In our study, 29% of all patients complied with therapeutic shoes and 75% of them had their ulcers healed (p=0.01). Despite its beneficial effects, compliance with preventative footwear is rather poor. A study looking into prescribed footwear use in the United Kingdom found that only 22% of their subjects wore the prescribed footwear all day (41). Other authors reported no effect with the use of conventional or standard footwear (38). Regular adherence to prescribed therapeutic shoes reduced the formation of skin callus around the ulcer. The presence of skin callus in the DFU was considered as evidence of high vertical load that could be prevented by off-loading; however, other factors might have played an important role. In addition, n=14 (13%) of our patients had CN, of which two-thirds had non-healing ulcerations. The rocker-bottom deformity associated with CN is prone to increased pressure and ulceration and is more resistant to healing. Wound closure may be difficult to achieve with local wound care and off-loading techniques, if the predisposing deformity that caused the ulceration is not addressed (42).
Edmond et al. (43) reported that heel ulcers tend to be ischemic, with relative paucity of vessels and hence take a longer time to heal. Heel ulcers may be considered to have the poorest prognosis among DFU attributed by fat pad atrophy in people with diabetic neuropathy, reducing the heel's cushioning ability (44). Bakheit et al. reported a favorable outcome in patients with superficial heel ulcers and adequate limb perfusion (45), and similarly in this study, heel ulcers were not associated with non-healing.
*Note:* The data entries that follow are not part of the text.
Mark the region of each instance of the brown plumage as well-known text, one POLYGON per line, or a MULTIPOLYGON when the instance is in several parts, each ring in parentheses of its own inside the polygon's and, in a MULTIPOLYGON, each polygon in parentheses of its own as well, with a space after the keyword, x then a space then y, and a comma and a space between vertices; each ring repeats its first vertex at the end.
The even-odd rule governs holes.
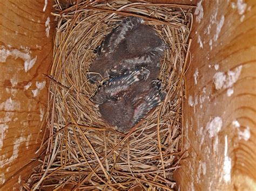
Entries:
POLYGON ((143 74, 138 80, 134 79, 138 79, 141 74, 134 75, 136 72, 111 79, 94 97, 102 117, 119 131, 129 131, 165 97, 160 81, 153 80, 148 83, 150 74, 147 74, 147 70, 140 70, 146 71, 147 74, 143 74))
POLYGON ((142 19, 128 17, 109 34, 98 48, 87 77, 92 82, 149 65, 157 65, 167 46, 142 19), (98 73, 95 74, 95 73, 98 73))
POLYGON ((128 17, 97 49, 87 75, 92 82, 109 78, 93 98, 102 117, 118 131, 128 131, 164 98, 159 61, 167 46, 142 19, 128 17), (95 74, 95 73, 98 74, 95 74))

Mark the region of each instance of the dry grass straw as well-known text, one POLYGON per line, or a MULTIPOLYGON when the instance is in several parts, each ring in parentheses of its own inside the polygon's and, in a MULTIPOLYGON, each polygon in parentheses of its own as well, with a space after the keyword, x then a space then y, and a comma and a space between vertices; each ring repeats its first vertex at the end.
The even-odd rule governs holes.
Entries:
POLYGON ((55 5, 57 26, 46 116, 45 157, 24 186, 35 189, 172 189, 173 172, 182 157, 182 105, 192 6, 127 2, 84 1, 66 9, 55 5), (90 101, 97 85, 86 72, 93 49, 130 16, 144 19, 170 49, 159 79, 163 103, 127 135, 106 124, 90 101))

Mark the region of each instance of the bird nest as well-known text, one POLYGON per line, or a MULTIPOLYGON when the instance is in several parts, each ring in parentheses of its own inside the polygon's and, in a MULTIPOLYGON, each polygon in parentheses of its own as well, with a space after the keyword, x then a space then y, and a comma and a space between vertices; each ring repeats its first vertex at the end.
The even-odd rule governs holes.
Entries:
POLYGON ((87 1, 54 7, 57 25, 48 76, 47 130, 40 148, 44 154, 25 187, 172 189, 184 152, 182 106, 192 6, 87 1), (91 101, 99 84, 89 82, 86 72, 96 58, 93 50, 117 22, 129 16, 142 18, 170 48, 159 77, 165 100, 124 134, 100 117, 91 101))

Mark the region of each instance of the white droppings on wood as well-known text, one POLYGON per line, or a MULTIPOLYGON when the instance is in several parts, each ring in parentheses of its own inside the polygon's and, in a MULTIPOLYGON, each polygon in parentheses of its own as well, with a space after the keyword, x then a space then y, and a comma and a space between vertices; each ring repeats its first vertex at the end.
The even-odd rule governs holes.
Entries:
POLYGON ((241 126, 239 122, 237 120, 234 120, 232 122, 232 126, 237 129, 238 135, 238 139, 239 140, 244 139, 245 141, 247 141, 251 137, 251 132, 250 128, 246 126, 244 128, 244 130, 241 129, 241 126))
POLYGON ((206 130, 209 133, 209 137, 215 137, 222 128, 222 119, 219 117, 215 117, 206 125, 206 130))
POLYGON ((2 185, 5 182, 5 175, 4 173, 0 174, 0 185, 2 185))
POLYGON ((8 49, 3 46, 0 46, 0 62, 5 62, 9 56, 18 58, 24 61, 24 68, 25 72, 29 71, 36 63, 37 56, 32 58, 29 50, 25 49, 21 51, 17 49, 8 49))
POLYGON ((30 86, 32 85, 32 82, 29 82, 26 86, 24 86, 24 91, 27 90, 30 86))
POLYGON ((188 96, 188 105, 190 105, 191 107, 193 107, 193 105, 194 105, 194 103, 193 102, 193 97, 191 95, 188 96))
POLYGON ((0 110, 16 111, 21 109, 21 103, 10 97, 5 102, 0 103, 0 110))
POLYGON ((218 153, 218 147, 219 146, 219 137, 216 136, 214 139, 214 142, 213 142, 213 151, 215 153, 218 153))
POLYGON ((18 183, 21 183, 21 176, 19 175, 18 179, 18 183))
POLYGON ((214 34, 214 36, 213 37, 213 40, 214 41, 217 41, 218 39, 219 38, 219 36, 220 34, 220 31, 221 30, 221 29, 223 26, 223 24, 224 24, 224 20, 225 17, 224 15, 223 15, 221 16, 221 18, 220 18, 220 21, 217 24, 217 26, 216 28, 216 33, 214 34))
POLYGON ((51 28, 51 26, 50 25, 50 17, 47 17, 47 19, 45 21, 45 34, 47 38, 49 38, 49 33, 50 33, 50 29, 51 28))
POLYGON ((241 70, 242 66, 238 66, 233 70, 228 70, 224 88, 227 88, 232 87, 238 80, 241 70))
POLYGON ((213 76, 213 82, 214 83, 215 88, 217 90, 220 90, 224 85, 226 81, 226 75, 224 72, 218 72, 213 76))
POLYGON ((21 145, 26 141, 26 138, 24 137, 20 137, 16 139, 13 144, 14 148, 12 155, 9 158, 0 161, 0 166, 3 167, 10 163, 12 162, 17 157, 19 153, 19 147, 21 145))
POLYGON ((230 97, 233 94, 234 94, 234 88, 233 87, 228 88, 227 90, 227 96, 230 97))
POLYGON ((26 141, 26 149, 29 148, 29 140, 30 140, 30 138, 31 138, 31 137, 32 137, 32 134, 31 133, 30 133, 30 135, 29 135, 28 136, 28 138, 27 138, 26 141))
POLYGON ((214 65, 214 68, 216 71, 219 69, 219 65, 218 63, 215 63, 214 65))
POLYGON ((237 9, 238 10, 238 14, 242 15, 245 13, 246 10, 247 4, 244 3, 243 0, 237 0, 237 9))
POLYGON ((237 120, 234 120, 232 122, 232 125, 234 128, 240 128, 240 123, 237 120))
POLYGON ((194 84, 195 85, 196 85, 197 84, 197 82, 198 81, 198 76, 199 76, 199 72, 198 72, 198 68, 197 68, 197 69, 196 69, 196 71, 194 74, 193 75, 193 76, 194 76, 194 84))
POLYGON ((46 6, 47 6, 47 0, 44 0, 44 8, 43 9, 43 11, 45 12, 45 10, 46 9, 46 6))
POLYGON ((244 131, 241 129, 238 129, 238 139, 239 140, 244 139, 245 141, 247 141, 251 137, 251 132, 250 128, 247 126, 244 129, 244 131))
POLYGON ((199 47, 201 48, 204 48, 204 46, 203 45, 203 42, 202 40, 201 40, 201 37, 200 35, 198 36, 198 38, 197 39, 197 43, 199 44, 199 47))
POLYGON ((210 41, 209 41, 209 46, 210 46, 210 49, 212 50, 212 39, 210 39, 210 41))
POLYGON ((40 121, 42 122, 43 119, 44 118, 44 108, 42 108, 40 107, 40 121))
POLYGON ((18 84, 18 79, 17 79, 17 76, 16 75, 11 79, 10 81, 11 82, 11 86, 12 87, 15 87, 18 84))
POLYGON ((206 174, 206 164, 205 162, 202 162, 201 166, 202 167, 203 174, 205 175, 206 174))
POLYGON ((5 133, 8 130, 9 126, 6 124, 0 124, 0 151, 3 147, 3 142, 5 137, 5 133))
POLYGON ((232 87, 238 80, 241 70, 242 66, 239 66, 233 70, 228 70, 227 75, 222 72, 216 73, 213 76, 215 89, 220 90, 223 88, 226 89, 232 87))
POLYGON ((231 179, 231 159, 227 155, 227 136, 225 136, 224 162, 223 164, 223 179, 226 182, 231 179))
POLYGON ((196 17, 196 21, 198 23, 200 23, 201 22, 201 20, 204 16, 204 9, 203 9, 202 2, 203 0, 201 0, 197 3, 197 8, 194 11, 194 15, 197 15, 197 17, 196 17))
POLYGON ((242 22, 244 21, 244 20, 245 19, 245 16, 244 15, 242 15, 241 17, 240 18, 240 21, 241 22, 242 22))

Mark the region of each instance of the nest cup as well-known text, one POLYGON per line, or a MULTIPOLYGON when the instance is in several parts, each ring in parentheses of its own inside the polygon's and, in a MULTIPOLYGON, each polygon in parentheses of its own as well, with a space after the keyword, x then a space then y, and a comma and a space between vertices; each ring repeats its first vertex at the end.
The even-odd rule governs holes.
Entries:
MULTIPOLYGON (((122 1, 56 3, 54 59, 40 164, 28 189, 172 189, 183 155, 183 110, 192 6, 122 1), (93 50, 118 22, 139 17, 170 46, 160 62, 164 101, 127 134, 100 117, 86 72, 93 50)), ((39 151, 38 151, 39 152, 39 151)))

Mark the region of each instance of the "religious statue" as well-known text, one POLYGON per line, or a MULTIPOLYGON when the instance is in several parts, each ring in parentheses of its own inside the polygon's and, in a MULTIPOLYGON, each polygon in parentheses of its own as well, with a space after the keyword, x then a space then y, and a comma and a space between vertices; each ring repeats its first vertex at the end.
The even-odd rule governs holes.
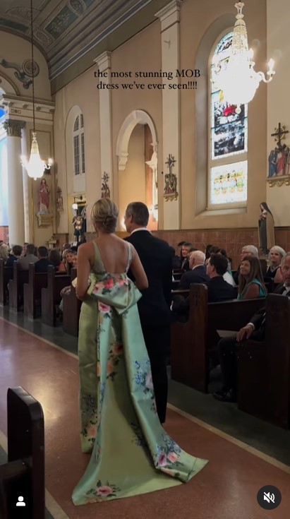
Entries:
POLYGON ((87 230, 86 212, 86 205, 85 205, 80 214, 78 214, 78 209, 73 209, 73 225, 74 228, 73 234, 75 237, 75 241, 77 241, 77 243, 81 241, 82 237, 84 235, 85 231, 87 230))
POLYGON ((175 162, 174 157, 171 155, 169 155, 167 162, 165 162, 169 169, 169 172, 166 173, 164 177, 164 192, 163 196, 166 202, 169 200, 177 200, 179 196, 177 192, 177 177, 175 173, 172 172, 172 167, 174 166, 175 162))
POLYGON ((275 244, 274 218, 266 202, 262 202, 260 208, 262 213, 258 220, 259 246, 264 254, 267 255, 275 244))
POLYGON ((49 214, 49 193, 45 179, 42 179, 38 190, 38 215, 49 214))
POLYGON ((110 198, 110 189, 108 186, 108 181, 109 175, 107 173, 104 172, 104 174, 102 177, 101 198, 110 198))
POLYGON ((277 145, 274 150, 271 150, 268 157, 267 179, 270 187, 274 184, 278 186, 282 186, 284 183, 289 185, 290 181, 290 179, 286 178, 290 172, 290 150, 286 144, 282 144, 282 141, 285 138, 286 133, 289 133, 288 130, 286 130, 285 126, 282 126, 281 123, 279 123, 274 133, 271 133, 277 145), (278 177, 280 177, 280 180, 278 177), (281 177, 282 178, 281 179, 281 177))

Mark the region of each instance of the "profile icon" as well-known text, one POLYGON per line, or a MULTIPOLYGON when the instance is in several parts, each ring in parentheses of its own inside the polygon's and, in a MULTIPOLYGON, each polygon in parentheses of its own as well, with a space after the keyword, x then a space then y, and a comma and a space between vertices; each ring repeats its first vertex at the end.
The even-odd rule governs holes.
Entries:
POLYGON ((23 497, 22 496, 19 496, 18 502, 16 503, 16 506, 25 506, 25 503, 24 502, 24 497, 23 497))

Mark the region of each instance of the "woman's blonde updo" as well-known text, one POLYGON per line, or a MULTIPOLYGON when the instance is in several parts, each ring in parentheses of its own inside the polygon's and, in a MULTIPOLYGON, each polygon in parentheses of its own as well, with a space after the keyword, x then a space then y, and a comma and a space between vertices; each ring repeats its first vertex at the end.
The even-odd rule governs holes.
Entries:
POLYGON ((109 198, 100 198, 95 202, 90 212, 92 225, 103 232, 114 232, 117 225, 119 209, 109 198))

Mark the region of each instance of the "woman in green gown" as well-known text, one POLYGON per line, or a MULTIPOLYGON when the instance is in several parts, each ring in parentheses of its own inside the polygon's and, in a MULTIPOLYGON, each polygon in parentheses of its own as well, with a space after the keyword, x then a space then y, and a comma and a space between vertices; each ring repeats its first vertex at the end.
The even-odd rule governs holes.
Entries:
POLYGON ((96 202, 97 238, 78 253, 81 447, 92 456, 75 505, 174 487, 207 463, 183 451, 158 419, 137 307, 148 284, 134 247, 114 234, 118 215, 111 201, 96 202))

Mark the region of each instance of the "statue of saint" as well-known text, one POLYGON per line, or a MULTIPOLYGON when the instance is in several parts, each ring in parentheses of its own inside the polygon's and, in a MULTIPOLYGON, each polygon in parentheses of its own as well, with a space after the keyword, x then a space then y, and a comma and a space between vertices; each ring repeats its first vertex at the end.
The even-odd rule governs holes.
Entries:
POLYGON ((275 244, 274 218, 266 202, 262 202, 260 208, 262 213, 258 220, 259 246, 266 255, 275 244))
POLYGON ((45 179, 42 179, 38 191, 38 215, 49 214, 49 193, 45 179))

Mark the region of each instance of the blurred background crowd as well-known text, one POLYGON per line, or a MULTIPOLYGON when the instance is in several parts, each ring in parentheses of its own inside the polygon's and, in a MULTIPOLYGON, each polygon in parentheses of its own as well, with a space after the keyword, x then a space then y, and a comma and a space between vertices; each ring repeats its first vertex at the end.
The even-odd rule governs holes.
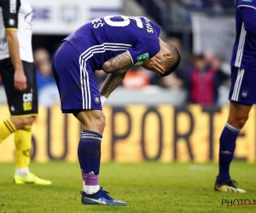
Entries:
MULTIPOLYGON (((142 66, 132 67, 108 104, 228 103, 229 64, 235 41, 234 0, 129 0, 123 1, 121 11, 113 11, 117 12, 144 15, 156 21, 162 27, 161 37, 179 49, 182 61, 174 73, 165 78, 142 66)), ((68 34, 33 34, 39 104, 43 106, 59 103, 51 58, 68 34)), ((101 86, 106 74, 96 71, 95 76, 101 86)), ((4 101, 3 95, 0 80, 0 102, 1 99, 4 101)))

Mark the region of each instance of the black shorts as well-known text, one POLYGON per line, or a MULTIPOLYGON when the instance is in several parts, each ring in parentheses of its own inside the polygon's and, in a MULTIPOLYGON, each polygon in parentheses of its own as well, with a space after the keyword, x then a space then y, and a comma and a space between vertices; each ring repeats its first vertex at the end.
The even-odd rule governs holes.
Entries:
POLYGON ((0 60, 0 75, 4 86, 9 109, 12 116, 28 117, 38 113, 38 85, 33 63, 22 61, 27 88, 19 91, 15 88, 15 68, 10 59, 0 60))

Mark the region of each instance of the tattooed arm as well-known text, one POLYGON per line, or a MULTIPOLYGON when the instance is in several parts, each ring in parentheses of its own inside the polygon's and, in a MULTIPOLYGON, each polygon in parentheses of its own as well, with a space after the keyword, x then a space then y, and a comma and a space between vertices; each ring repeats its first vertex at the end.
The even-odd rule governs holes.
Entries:
POLYGON ((128 52, 120 54, 106 61, 102 70, 108 73, 101 88, 101 95, 108 98, 110 94, 121 84, 127 71, 132 66, 132 61, 128 52))

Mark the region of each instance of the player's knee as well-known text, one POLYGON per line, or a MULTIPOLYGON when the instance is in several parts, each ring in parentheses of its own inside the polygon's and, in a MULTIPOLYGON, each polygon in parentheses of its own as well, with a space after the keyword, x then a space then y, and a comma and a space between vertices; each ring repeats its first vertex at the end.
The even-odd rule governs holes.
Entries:
POLYGON ((33 124, 35 118, 34 117, 25 117, 25 118, 11 117, 10 120, 14 124, 15 128, 19 130, 26 125, 31 126, 33 124))
POLYGON ((241 130, 241 128, 243 128, 243 126, 247 123, 247 118, 237 119, 236 124, 237 124, 237 126, 238 126, 239 130, 241 130))

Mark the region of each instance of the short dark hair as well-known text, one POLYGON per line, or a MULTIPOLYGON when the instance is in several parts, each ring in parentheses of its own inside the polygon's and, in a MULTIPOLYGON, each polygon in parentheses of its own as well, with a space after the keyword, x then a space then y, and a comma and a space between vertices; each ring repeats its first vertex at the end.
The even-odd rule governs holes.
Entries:
POLYGON ((174 45, 166 43, 166 47, 172 56, 167 60, 167 72, 166 72, 164 74, 160 74, 161 77, 168 76, 173 72, 178 66, 181 60, 181 55, 174 45))

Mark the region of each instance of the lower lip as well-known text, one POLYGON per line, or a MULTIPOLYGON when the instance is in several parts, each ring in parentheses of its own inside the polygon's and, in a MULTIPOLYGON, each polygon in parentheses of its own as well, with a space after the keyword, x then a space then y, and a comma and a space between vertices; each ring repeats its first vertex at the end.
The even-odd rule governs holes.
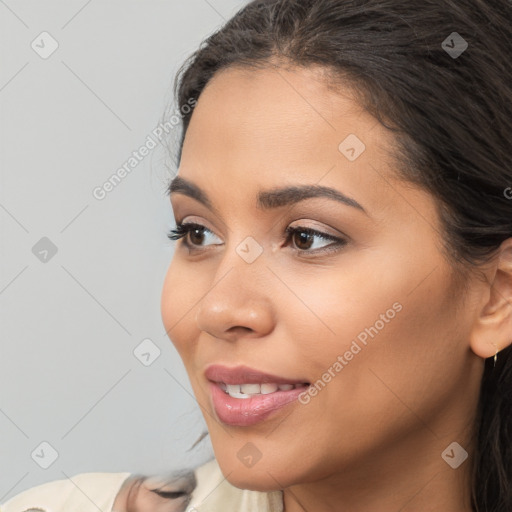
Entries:
POLYGON ((289 391, 275 391, 267 395, 253 395, 251 398, 233 398, 216 383, 210 382, 213 406, 219 419, 227 425, 247 427, 266 419, 273 412, 295 402, 307 386, 289 391))

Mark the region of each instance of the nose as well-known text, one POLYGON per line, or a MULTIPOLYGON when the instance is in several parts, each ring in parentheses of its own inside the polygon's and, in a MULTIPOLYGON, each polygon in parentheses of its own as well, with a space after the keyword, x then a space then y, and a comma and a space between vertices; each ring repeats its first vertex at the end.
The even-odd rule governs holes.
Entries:
POLYGON ((270 300, 274 276, 263 258, 249 264, 233 253, 217 267, 210 290, 197 306, 197 326, 215 338, 228 341, 265 336, 274 328, 275 314, 270 300))

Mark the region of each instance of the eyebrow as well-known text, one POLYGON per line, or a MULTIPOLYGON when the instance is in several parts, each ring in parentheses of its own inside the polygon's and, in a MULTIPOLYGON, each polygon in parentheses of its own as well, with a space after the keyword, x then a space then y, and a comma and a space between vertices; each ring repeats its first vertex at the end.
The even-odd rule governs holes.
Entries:
MULTIPOLYGON (((195 183, 176 176, 167 187, 167 193, 184 194, 200 203, 204 204, 208 209, 217 211, 214 208, 208 195, 195 183)), ((368 215, 368 212, 355 199, 346 196, 339 190, 320 185, 294 185, 272 190, 262 190, 258 193, 257 205, 260 209, 280 208, 282 206, 292 205, 305 199, 313 197, 325 197, 333 199, 344 205, 351 206, 368 215)))

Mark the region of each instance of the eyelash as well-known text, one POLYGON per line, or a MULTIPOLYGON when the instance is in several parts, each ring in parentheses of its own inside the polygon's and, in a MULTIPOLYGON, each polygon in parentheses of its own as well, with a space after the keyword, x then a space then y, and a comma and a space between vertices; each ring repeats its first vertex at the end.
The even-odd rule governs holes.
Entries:
MULTIPOLYGON (((201 224, 196 223, 177 223, 175 229, 171 229, 169 233, 167 234, 167 237, 169 240, 179 240, 181 238, 184 238, 183 244, 187 249, 189 250, 201 250, 198 249, 198 247, 194 244, 190 244, 187 239, 185 238, 191 231, 194 229, 199 229, 203 232, 212 233, 211 230, 209 230, 207 227, 202 226, 201 224)), ((327 245, 325 247, 321 247, 320 249, 314 249, 314 250, 307 250, 307 249, 295 249, 295 252, 298 253, 311 253, 311 254, 318 254, 318 253, 331 253, 331 252, 337 252, 339 251, 343 246, 347 244, 347 241, 343 238, 338 238, 333 235, 328 235, 327 233, 323 233, 321 231, 316 231, 315 229, 306 228, 302 226, 296 226, 296 227, 287 227, 285 230, 287 236, 286 236, 286 244, 290 242, 290 239, 295 233, 307 233, 308 235, 317 236, 318 238, 322 238, 323 240, 331 240, 333 243, 330 245, 327 245)), ((215 234, 215 233, 212 233, 215 234)))

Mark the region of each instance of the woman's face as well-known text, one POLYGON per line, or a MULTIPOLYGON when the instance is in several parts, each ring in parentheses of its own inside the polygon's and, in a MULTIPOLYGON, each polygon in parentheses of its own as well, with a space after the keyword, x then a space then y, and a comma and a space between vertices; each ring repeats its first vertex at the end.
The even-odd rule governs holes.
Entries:
MULTIPOLYGON (((441 453, 464 445, 472 421, 475 309, 459 311, 434 200, 393 178, 390 133, 341 92, 313 68, 227 69, 200 96, 185 138, 178 176, 210 205, 183 187, 171 193, 176 221, 205 229, 177 242, 162 317, 238 487, 364 477, 414 460, 453 471, 441 453), (269 194, 317 186, 360 206, 269 194), (311 386, 244 423, 230 411, 248 399, 217 393, 214 407, 212 364, 311 386)), ((250 398, 252 412, 261 398, 250 398)))

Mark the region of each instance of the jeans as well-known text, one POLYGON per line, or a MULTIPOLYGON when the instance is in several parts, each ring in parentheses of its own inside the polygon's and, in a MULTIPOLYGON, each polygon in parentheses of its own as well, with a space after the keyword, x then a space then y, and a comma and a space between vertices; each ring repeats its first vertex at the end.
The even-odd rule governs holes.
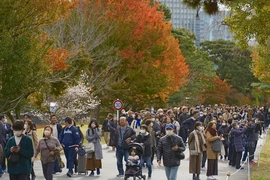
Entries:
POLYGON ((236 155, 236 161, 235 161, 235 167, 236 169, 239 169, 241 166, 240 166, 240 161, 242 159, 242 151, 240 152, 235 152, 235 155, 236 155))
POLYGON ((242 161, 245 162, 246 159, 247 159, 247 153, 248 153, 248 147, 247 147, 247 144, 245 146, 245 152, 244 152, 244 155, 243 155, 243 158, 242 158, 242 161))
POLYGON ((206 151, 203 151, 203 154, 202 154, 202 168, 205 167, 206 159, 207 159, 207 153, 206 153, 206 151))
POLYGON ((123 169, 123 157, 124 160, 126 161, 126 164, 128 163, 128 150, 123 149, 121 147, 116 148, 116 159, 117 159, 117 169, 119 174, 124 174, 124 169, 123 169))
POLYGON ((55 162, 49 162, 47 164, 41 163, 41 164, 42 164, 44 178, 46 180, 52 180, 55 162))
POLYGON ((9 180, 29 180, 29 174, 9 174, 9 180))
MULTIPOLYGON (((143 156, 142 157, 142 162, 146 163, 146 166, 148 168, 148 176, 152 175, 152 164, 151 164, 151 157, 146 157, 143 156)), ((142 167, 143 163, 141 163, 141 167, 142 167)))
POLYGON ((73 174, 75 147, 64 147, 68 172, 73 174))
POLYGON ((167 180, 176 180, 179 166, 173 166, 173 167, 164 166, 164 167, 165 167, 167 180))

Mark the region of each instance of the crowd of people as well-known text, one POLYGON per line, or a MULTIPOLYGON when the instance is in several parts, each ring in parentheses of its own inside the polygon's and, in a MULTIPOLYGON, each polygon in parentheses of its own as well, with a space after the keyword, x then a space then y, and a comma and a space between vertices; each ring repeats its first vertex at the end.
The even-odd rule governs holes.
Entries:
POLYGON ((44 179, 52 180, 53 174, 61 173, 64 166, 68 169, 66 175, 72 177, 79 171, 78 156, 84 152, 85 171, 90 171, 90 176, 100 175, 103 135, 107 146, 116 153, 117 177, 132 173, 142 175, 145 166, 150 179, 156 160, 158 165, 164 165, 167 179, 176 180, 183 152, 188 149, 191 178, 199 180, 201 171, 207 171, 207 179, 216 179, 219 159, 228 160, 236 169, 243 169, 241 164, 247 158, 251 165, 256 163, 257 141, 269 126, 270 118, 267 106, 201 105, 155 112, 122 110, 119 120, 109 113, 102 127, 92 119, 85 133, 70 117, 64 119, 64 127, 55 115, 50 117, 50 122, 43 128, 43 138, 39 140, 29 115, 13 125, 7 123, 5 116, 0 116, 0 151, 4 151, 0 153, 4 154, 0 157, 0 174, 7 170, 11 180, 35 180, 33 162, 40 154, 44 179), (93 145, 91 152, 84 151, 84 139, 86 146, 93 145), (143 144, 141 155, 136 147, 130 149, 136 143, 143 144), (62 150, 65 164, 60 156, 62 150), (135 168, 125 171, 126 164, 135 168))

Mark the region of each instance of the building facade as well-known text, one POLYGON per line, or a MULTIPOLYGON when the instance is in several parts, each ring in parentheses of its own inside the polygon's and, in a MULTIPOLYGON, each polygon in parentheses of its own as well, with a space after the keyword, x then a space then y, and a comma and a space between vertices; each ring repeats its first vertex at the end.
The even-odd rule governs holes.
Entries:
POLYGON ((232 33, 224 24, 224 18, 229 16, 228 11, 220 11, 216 15, 208 15, 202 10, 199 11, 187 7, 183 0, 159 0, 166 4, 172 12, 171 22, 174 28, 186 28, 196 35, 196 46, 205 40, 225 39, 232 40, 232 33))

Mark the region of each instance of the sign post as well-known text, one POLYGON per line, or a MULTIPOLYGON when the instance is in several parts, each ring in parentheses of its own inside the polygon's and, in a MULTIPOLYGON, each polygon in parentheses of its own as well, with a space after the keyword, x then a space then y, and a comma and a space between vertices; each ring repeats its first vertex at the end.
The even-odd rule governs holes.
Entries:
POLYGON ((119 99, 116 99, 115 101, 113 101, 113 108, 116 110, 116 119, 117 119, 117 122, 119 121, 119 111, 121 109, 123 109, 123 102, 119 99))

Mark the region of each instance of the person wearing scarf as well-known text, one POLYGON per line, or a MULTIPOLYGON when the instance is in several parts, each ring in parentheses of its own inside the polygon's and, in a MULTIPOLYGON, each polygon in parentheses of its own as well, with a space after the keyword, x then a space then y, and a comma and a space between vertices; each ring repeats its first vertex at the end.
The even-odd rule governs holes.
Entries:
POLYGON ((216 122, 210 121, 208 123, 206 132, 207 142, 207 179, 216 179, 213 175, 218 175, 218 152, 212 150, 212 144, 215 140, 221 140, 222 137, 218 136, 216 129, 216 122))
POLYGON ((203 135, 202 123, 197 121, 194 130, 188 138, 189 153, 189 173, 193 174, 193 180, 200 180, 202 153, 205 150, 206 141, 203 135))

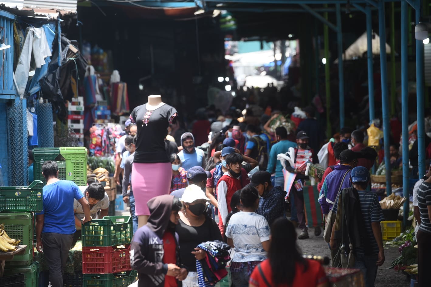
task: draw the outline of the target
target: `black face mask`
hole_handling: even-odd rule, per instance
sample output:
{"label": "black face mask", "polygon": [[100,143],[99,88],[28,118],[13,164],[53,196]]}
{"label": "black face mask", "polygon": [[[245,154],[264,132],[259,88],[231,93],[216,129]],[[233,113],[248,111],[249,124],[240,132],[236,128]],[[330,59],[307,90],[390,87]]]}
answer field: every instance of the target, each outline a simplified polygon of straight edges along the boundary
{"label": "black face mask", "polygon": [[194,205],[189,205],[188,209],[197,216],[202,215],[206,208],[206,205],[203,203],[197,203]]}
{"label": "black face mask", "polygon": [[303,150],[305,150],[308,147],[308,144],[299,144],[298,145]]}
With regards to the overall outcomes, our study showed that 60% of DFU healed, 39.2% were still under treatment, and one death due to myocardial infarction was reported. Many studies found relatively comparable outcomes; however, the duration of those ulcers were not uniformly exceeding 6 months. A more recent study (46) showed that within a 1-year period of follow-up, 77% of patients healed, 12% were still under treatment, and 6% died. Jeffcoate et al. (47) reported healing rates of 66% and a German cohort study by Beckert et al. (48) found healing rates between 57% and 93%.
The costs of chronic ulcer care represent a major portion of the health care budget and continue to grow at exponential rates and this is an important issue in developing countries (49). Prevention in the form of health education, diabetic foot care, and footwear will be the most effective tools to avoid chronic DFU. Our study limitations included the lack of patient's recorded body mass index, type of wound dressing, and patient compliance. In addition, frequent complications such as sepsis were also not reported in our study. In conclusion, risk factors associated with long-standing DFU >6 months’ duration included a large and deep ulcer with a skin callus, an ulcer of longer duration, inadequate limb perfusion, impaired protective sensation with an elevated HbA1c, and history of smoking. Off-loading using TCC was an effective adjunctive method of managing chronic DFU.
Conflict of interest and funding
The authors have received no funding or benefits from industry to conduct this literature review.